– Гриш, а почему я не чувствую истощения? Или еще слишком рано?
– Понятия не имею. – Он отходил на грязные участки, давая мне возможность все хорошенько промыть. – Но могу сделать предположение. Я питаюсь отрицательными эмоциями. Если их в человеке много, то они представляют собой часть его природы. И тогда он неизбежно начнет ощущать, что от него что-то отнимают. В тебе весь негатив – не главная часть твоего характера, потому тебе вроде как все равно.
– Подожди… – я замерла и уставилась на него. – А не потому ли Татьяна стала намного приятнее? Какими-то детскими переживаниями начала делиться, за меня беспокоится. Я-то решила, что от общения со мной, но на самом деле – от общения с тобой? Ты весь темный излишек съедаешь? Подожди! – воскликнула от нового осознания. – А не потому ли она тебе сразу так понравилась?
– Ты меня еще каким-нибудь благодетелем назначь, – он рассмеялся тихо. – Заодно повтори, как ее моей жертвой обзывала.
Да, в этом контексте слово «жертва» не совсем применимо… Но я вспомнила и о другом:
– Но общение с тобой пробуждает в людях черное! То есть ты сам порождаешь и сам же съедаешь? Циркуляция зла в пределах одного человека?

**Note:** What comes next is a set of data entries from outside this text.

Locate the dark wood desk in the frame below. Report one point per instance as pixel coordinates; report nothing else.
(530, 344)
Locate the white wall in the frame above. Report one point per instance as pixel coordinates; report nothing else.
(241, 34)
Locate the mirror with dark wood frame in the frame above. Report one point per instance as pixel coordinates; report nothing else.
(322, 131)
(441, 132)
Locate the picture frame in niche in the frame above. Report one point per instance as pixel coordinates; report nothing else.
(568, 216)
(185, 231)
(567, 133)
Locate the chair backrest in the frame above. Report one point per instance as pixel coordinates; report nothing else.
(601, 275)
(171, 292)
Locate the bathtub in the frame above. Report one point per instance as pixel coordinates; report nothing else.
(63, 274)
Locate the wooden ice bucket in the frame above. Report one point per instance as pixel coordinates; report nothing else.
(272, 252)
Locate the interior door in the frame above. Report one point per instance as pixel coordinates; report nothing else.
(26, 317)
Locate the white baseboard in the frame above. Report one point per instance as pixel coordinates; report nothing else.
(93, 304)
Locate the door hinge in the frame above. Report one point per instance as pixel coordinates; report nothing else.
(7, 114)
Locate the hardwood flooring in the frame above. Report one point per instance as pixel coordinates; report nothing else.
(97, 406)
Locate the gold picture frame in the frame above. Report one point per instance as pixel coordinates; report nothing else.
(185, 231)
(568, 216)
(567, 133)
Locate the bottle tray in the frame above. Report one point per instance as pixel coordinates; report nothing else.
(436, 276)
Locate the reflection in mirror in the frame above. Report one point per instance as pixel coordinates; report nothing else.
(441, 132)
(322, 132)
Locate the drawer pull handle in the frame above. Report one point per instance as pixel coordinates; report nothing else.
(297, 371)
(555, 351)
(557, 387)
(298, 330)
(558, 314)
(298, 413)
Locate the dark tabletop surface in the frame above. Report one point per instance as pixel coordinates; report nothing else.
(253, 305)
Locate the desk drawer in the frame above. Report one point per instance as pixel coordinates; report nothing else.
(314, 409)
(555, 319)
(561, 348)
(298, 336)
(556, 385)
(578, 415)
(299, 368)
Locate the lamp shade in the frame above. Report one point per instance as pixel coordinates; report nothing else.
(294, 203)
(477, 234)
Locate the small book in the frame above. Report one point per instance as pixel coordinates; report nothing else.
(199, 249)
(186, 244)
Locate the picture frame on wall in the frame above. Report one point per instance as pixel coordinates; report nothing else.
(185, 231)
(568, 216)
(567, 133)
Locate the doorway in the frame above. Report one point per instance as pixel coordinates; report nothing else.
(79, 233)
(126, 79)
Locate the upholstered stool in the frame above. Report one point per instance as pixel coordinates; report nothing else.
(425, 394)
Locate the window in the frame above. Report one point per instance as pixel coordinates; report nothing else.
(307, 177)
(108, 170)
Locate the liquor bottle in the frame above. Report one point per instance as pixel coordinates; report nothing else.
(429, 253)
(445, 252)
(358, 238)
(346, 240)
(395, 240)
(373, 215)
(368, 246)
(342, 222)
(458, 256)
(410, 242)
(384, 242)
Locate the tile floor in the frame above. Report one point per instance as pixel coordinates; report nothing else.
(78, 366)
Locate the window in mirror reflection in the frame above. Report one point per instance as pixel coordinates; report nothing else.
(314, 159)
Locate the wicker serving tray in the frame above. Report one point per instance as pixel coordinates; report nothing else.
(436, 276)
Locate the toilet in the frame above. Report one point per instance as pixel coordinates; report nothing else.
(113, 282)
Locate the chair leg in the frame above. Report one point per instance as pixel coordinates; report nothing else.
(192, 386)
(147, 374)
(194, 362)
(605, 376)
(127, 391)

– Можно и так выразиться, – Гриша равнодушно пожал плечами. – И теперь, когда Татьяна посвежела, сможет снова только впитывать, а не избавляться. Чувствую, скоро твоя подруга сделается хуже, чем была до знакомства с тобой.
– Так это я виновата?! Хотела как лучше, а получилось как всегда?
– Благими намерениями, моя Любовь, – он наблюдал за мной веселым взглядом. – Вот это и происходит, когда вмешиваются в сложившуюся экосистему сделками, от которых я не могу отказаться.
Я вернулась к уборке, соображая. М-да, как же сложно быть доброй, не причиняя никому зла. Но Татьяна ведь функционировала уже на грани обмороков – и она имела право быть самой обычной высокомерной сукой. Каждый человек имеет такое право, это его выбор. Потому к так называемой «экосистеме» возврата не будет – и потому, что мне самой наша сделка нравится, и потому, что есть другие выходы. Например, Татьяне нужно все-таки уволиться. И вообще, следует создавать вокруг Григория постоянную текучку кадров, чтобы общение с ним ни одного человека не поменяло до неузнаваемости. Пробурчала себе под нос:
– Бизнес-карусель, которую я вчера предлагала, выглядит все более замечательной идеей. Легче тебя постоянно из офиса в офис перемещать, чем всех сотрудников вокруг…
– Заканчивай уже! – Я не поняла, к чему это относилось, но Гриша пояснил: – Коридор уже идеально чистый, а мне не терпится приступить к поцелуям.
– К питанию, ты хотел сказать?
– Называй как хочешь!
Я со смехом подхватила ведро:
– Еще твой кабинет остался, я его всегда на десерт берегу.
– Прекрасная идея, поспешим. Там будет удобнее.
– Ничего, что от меня порошком пахнет?
– Да пахни ты чем угодно.
Меня заводило и смешило его нетерпение. Но факт в том, что мне тоже хотелось побыстрее начать – даже немного больше, чем протереть пыль на полках, а это о многом говорит. В кабинете директора мы провели не меньше часа и почти ни разу друг от друга не оторвались. Я только на последней минуте матча осознала, что уже почти полностью раздета, а сопротивления в себе так и не обнаружила. Заставила себя – непонятно зачем – положить ладонь на его шуструю руку. Переходить к еще более глубокому питанию хотелось уже до дрожи во всем теле, но заодно было немного страшно – симпатия от одних поцелуев уже переросла в легкую влюбленность, а легкая влюбленность от близости вполне может перерасти в тяжелый страстный недуг. Смогу ли потом соображать так же разумно? А я вообще после знакомства с Гришей соображала разумно?